Place a sieve over a bowl. Place the meat in the sieve, allowing the liquid (fat and cooking juices) to drain briefly into the bowl; reserve the liquid. Transfer the meat to a separate medium bowl. Mix 4 tablespoons of the reserved liquid with 2 tablespoons of mashed potato.  Incorporate the potato mixture into the meat. Season the meat with allspice, savory, if using, salt, and pepper. Adjust the seasonings as desired. Let cool before filling the pie crust or refrigerate until ready to use. 

When ready to assemble the pie, reheat the meat to room temperature if refrigerated before filling the bottom pie crust. 

Pie Dough

This recipe calls for baking powder, which is a bit unusual for a pie dough recipe, but promotes flakiness. Vegetable shortening is preferred over butter since it is neutral and does not interfere with the taste of the pork. The amount of water required to bring the dough together varies according to the existing moisture content of the flour. Add only what is necessary to form the dough into a ball.

Ingredients

2 1/4 cups (280 grams) all-purpose flour, plus more for rolling

3/4 teaspoon salt

1/2 teaspoon baking powder

1/2 cup + 2 tablespoons vegetable shortening, cut into small cubes

6 to 10 tablespoons water

1 beaten egg for glazing

Preparation

Place the flour, salt, and baking powder in a large bowl and mix well. Add the vegetable shortening to the flour and cut it with a pastry cutter or two knives until the fat pieces are pea-size and evenly distributed. 

Make a well in the center of the flour/fat mixture. Add the water, 1 tablespoon at a time, and mix gently with two forks, lifting and gathering the mixture until it is mostly holding together. Do not overmix.

Gather the dough. Divide into two portions, one slightly larger than the other. Form each portion into a disk. Wrap in plastic film and refrigerate for 30 minutes, or until well chilled, before rolling.

Assembling the Pie

Set the oven rack to the second-lowest position. Preheat the oven to 400⁰F.

Sprinkle the work surface and the rolling pin with flour. Roll the larger disk of dough into an even-thickness circle, large enough to take into account the depth of the pie plate and using enough flour on the work surface and the rolling pin to prevent sticking. Fold in half, place on the pie plate, and unfold. Fit the dough neatly into the plate. Trim the excess around the rim with a knife.
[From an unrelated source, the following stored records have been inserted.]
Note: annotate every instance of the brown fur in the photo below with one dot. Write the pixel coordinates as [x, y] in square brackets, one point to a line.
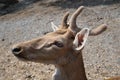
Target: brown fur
[57, 48]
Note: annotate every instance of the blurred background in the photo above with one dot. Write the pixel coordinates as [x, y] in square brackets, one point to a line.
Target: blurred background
[22, 20]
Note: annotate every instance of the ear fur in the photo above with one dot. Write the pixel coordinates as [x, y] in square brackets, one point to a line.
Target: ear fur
[54, 27]
[81, 38]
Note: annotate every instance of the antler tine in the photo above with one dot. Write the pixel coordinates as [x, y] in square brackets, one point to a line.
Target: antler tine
[64, 20]
[98, 30]
[74, 17]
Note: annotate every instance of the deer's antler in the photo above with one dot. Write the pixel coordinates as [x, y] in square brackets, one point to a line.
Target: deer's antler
[64, 20]
[73, 18]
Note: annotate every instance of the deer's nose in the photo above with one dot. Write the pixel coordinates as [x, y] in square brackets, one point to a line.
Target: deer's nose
[17, 50]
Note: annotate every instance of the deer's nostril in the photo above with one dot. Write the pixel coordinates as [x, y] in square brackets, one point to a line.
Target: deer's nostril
[17, 50]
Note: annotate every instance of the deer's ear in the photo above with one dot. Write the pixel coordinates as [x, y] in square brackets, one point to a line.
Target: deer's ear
[54, 27]
[81, 38]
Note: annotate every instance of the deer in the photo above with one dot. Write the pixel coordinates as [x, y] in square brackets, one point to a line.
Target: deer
[62, 48]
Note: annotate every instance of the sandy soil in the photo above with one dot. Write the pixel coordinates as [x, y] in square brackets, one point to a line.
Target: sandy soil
[31, 18]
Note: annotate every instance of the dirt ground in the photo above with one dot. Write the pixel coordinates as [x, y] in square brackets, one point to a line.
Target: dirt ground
[31, 18]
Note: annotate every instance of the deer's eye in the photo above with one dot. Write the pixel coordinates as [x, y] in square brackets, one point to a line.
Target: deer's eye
[58, 44]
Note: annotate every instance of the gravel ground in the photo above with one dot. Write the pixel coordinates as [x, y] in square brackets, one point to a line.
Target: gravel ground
[30, 19]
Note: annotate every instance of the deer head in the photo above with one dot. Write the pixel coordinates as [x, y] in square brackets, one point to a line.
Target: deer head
[67, 39]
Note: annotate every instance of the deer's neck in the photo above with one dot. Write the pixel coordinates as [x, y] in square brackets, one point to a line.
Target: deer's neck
[74, 70]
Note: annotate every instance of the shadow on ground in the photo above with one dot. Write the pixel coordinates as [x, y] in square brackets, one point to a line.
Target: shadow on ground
[57, 3]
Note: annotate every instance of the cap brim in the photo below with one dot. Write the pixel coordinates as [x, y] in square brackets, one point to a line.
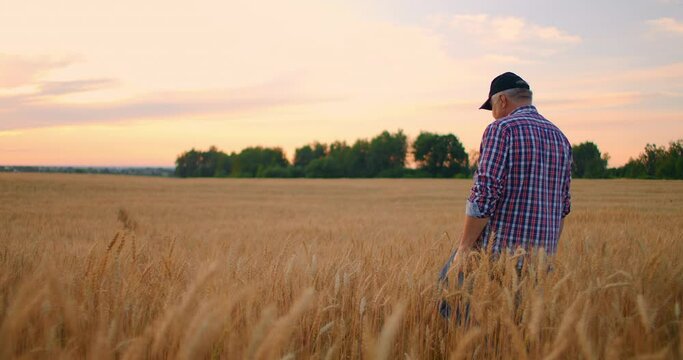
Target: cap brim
[486, 105]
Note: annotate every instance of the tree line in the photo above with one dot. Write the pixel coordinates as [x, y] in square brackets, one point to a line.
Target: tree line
[655, 162]
[387, 155]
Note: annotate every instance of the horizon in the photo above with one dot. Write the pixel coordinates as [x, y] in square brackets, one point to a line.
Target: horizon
[100, 85]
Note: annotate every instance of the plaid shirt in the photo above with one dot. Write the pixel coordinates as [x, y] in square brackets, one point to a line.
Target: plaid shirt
[522, 182]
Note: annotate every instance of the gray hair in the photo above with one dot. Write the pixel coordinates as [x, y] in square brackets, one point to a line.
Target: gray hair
[516, 95]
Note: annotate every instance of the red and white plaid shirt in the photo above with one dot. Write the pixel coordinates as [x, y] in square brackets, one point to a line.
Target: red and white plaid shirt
[522, 182]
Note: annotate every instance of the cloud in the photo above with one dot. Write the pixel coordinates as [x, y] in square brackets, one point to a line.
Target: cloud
[17, 70]
[510, 30]
[506, 59]
[666, 25]
[52, 88]
[33, 111]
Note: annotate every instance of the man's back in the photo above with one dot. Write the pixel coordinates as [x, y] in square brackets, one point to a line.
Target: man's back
[522, 182]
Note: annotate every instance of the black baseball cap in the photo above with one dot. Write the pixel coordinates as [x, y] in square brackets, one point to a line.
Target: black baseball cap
[502, 82]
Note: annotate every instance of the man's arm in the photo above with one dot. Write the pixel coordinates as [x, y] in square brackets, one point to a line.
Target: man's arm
[471, 232]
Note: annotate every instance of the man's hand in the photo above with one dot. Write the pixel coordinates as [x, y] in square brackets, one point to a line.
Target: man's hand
[471, 232]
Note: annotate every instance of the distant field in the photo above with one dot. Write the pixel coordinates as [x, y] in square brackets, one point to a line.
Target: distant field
[105, 266]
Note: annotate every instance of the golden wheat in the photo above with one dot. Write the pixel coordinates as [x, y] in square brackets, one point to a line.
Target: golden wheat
[114, 267]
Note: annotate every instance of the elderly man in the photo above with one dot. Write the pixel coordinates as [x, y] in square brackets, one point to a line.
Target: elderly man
[521, 188]
[520, 194]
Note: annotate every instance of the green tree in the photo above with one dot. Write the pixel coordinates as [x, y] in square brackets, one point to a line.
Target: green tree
[440, 155]
[587, 161]
[387, 153]
[305, 154]
[254, 161]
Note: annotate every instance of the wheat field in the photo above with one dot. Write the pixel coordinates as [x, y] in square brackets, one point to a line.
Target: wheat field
[115, 267]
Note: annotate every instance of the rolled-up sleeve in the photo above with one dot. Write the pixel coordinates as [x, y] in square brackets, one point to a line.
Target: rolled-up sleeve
[489, 179]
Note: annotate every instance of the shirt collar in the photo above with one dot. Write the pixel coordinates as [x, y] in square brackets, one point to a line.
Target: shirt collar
[524, 109]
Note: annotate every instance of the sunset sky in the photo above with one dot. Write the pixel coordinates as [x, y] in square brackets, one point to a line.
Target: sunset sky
[135, 83]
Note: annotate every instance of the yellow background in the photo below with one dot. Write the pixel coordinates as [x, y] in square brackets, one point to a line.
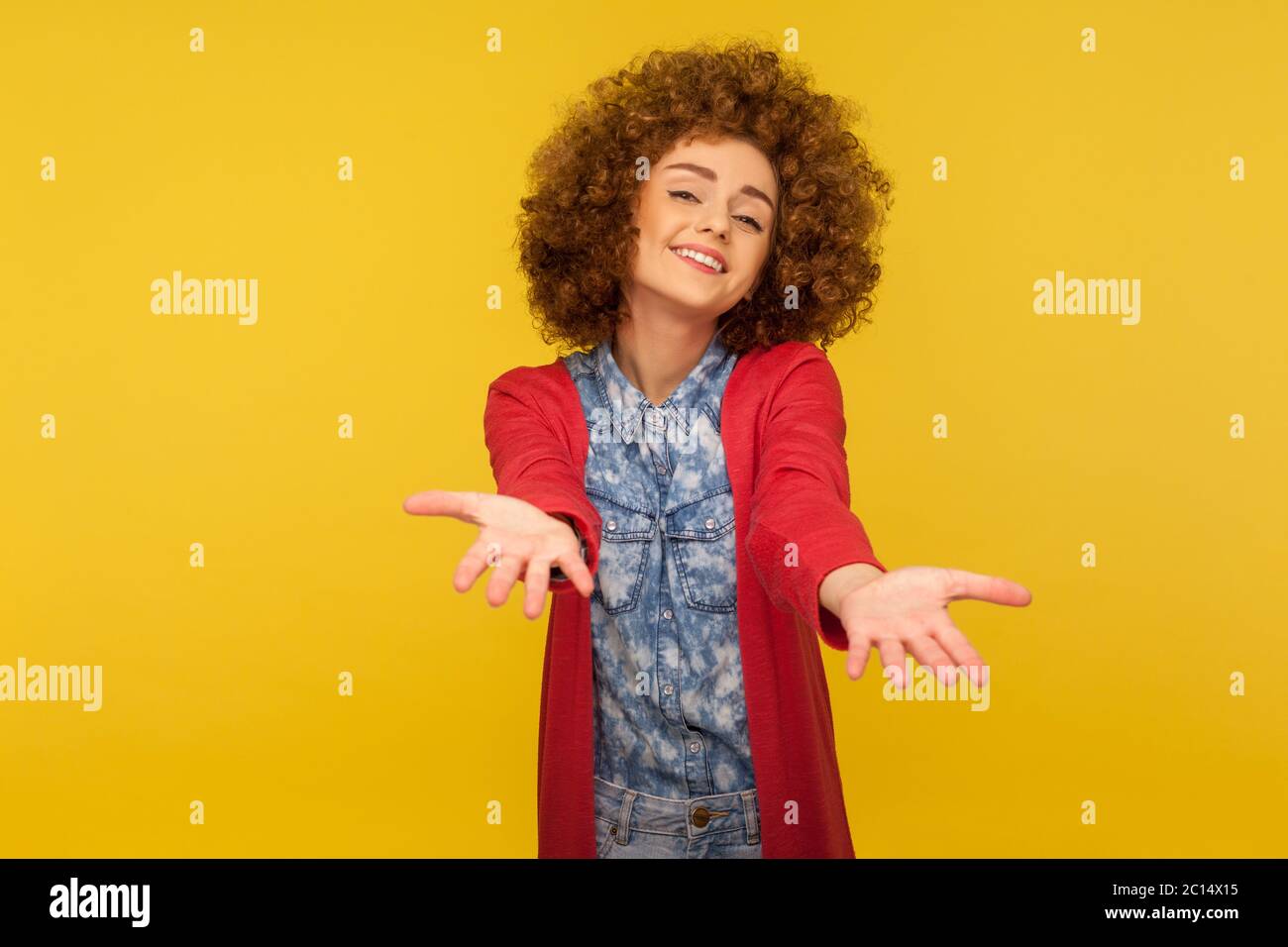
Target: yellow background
[220, 684]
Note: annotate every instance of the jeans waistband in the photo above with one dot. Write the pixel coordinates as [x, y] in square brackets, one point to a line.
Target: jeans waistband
[692, 818]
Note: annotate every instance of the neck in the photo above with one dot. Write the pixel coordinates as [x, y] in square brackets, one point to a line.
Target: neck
[656, 359]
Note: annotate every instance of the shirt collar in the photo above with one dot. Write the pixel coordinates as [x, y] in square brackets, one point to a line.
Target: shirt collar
[626, 403]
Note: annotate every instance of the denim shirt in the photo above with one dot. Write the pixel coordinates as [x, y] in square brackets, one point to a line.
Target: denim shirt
[670, 710]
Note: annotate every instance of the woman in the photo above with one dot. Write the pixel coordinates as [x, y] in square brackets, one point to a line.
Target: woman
[679, 480]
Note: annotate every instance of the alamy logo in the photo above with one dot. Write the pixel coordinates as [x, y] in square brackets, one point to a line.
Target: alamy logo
[189, 296]
[53, 684]
[1087, 298]
[101, 900]
[653, 428]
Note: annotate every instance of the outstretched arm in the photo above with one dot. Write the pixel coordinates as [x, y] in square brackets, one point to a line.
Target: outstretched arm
[802, 525]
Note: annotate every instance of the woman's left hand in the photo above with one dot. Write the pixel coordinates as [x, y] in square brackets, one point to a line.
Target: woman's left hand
[907, 608]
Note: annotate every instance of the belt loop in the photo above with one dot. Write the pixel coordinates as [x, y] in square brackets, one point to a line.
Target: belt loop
[623, 817]
[748, 808]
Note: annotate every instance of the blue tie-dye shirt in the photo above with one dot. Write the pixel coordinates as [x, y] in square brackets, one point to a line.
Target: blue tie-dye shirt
[670, 711]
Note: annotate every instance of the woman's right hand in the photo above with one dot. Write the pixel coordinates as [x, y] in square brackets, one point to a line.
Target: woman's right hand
[514, 536]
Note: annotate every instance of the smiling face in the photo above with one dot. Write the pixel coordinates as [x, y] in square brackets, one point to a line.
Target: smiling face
[716, 201]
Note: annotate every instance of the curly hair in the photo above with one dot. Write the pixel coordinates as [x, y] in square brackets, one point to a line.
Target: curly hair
[576, 239]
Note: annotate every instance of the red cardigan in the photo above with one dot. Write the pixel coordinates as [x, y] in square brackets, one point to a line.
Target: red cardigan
[784, 431]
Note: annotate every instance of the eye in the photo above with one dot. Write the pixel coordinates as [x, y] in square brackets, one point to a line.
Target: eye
[751, 221]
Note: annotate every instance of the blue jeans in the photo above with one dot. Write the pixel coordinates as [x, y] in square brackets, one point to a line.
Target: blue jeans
[634, 825]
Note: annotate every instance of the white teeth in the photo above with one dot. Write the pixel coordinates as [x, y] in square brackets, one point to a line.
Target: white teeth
[700, 258]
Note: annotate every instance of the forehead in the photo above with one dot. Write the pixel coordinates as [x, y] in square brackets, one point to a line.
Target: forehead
[732, 158]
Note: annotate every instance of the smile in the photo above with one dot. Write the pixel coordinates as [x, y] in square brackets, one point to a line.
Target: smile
[702, 262]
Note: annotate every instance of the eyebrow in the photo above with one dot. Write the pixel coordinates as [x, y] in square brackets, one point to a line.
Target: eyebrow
[711, 175]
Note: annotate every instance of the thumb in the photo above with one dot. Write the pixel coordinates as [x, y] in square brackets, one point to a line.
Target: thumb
[463, 505]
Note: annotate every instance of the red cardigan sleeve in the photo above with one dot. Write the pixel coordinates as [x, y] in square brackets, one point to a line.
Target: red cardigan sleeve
[802, 495]
[532, 462]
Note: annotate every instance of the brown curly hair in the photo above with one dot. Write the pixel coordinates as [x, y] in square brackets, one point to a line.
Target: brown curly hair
[576, 236]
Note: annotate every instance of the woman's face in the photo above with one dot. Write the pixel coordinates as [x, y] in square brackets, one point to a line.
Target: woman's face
[716, 198]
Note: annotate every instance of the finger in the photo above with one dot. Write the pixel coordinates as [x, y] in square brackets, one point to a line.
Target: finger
[961, 651]
[861, 647]
[463, 504]
[503, 578]
[892, 661]
[536, 582]
[578, 573]
[926, 651]
[475, 564]
[995, 589]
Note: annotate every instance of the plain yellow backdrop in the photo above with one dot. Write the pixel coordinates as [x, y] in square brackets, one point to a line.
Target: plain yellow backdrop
[220, 684]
Roll the second disk using the same technique. This time, roll the dough so that it exceeds the diameter of the pie plate by one inch or so. Fill the bottom of the pie with the pork filling. Dab the rim of the pie bottom with water to allow the top to adhere during baking. Fold the top crust in half and place onto the pie.

Trim excess dough at the rim to one-half inch. Fold it under the bottom crust. Press the rim and flute as desired. Make a hole in the center of the pie crust to allow for the steam to escape during baking.

With the leftover trimmings, cut decorations and apply to the top crust, as desired.

Brush the top crust evenly with the beaten egg.

Bake at 400⁰ for 15 minutes. Reduce the heat to 350⁰F, and bake an additional 20 to 30 minutes, or until golden. Let cool for a few minutes before serving.

Yield: 1 pie, 4 to 6 servings.

Tip: The pie can be frozen. Thaw in the refrigerator the day before you wish to eat it. Reheat on the middle rack in a 350⁰F oven for 30 minutes, or until a knife inserted in the middle comes out warm.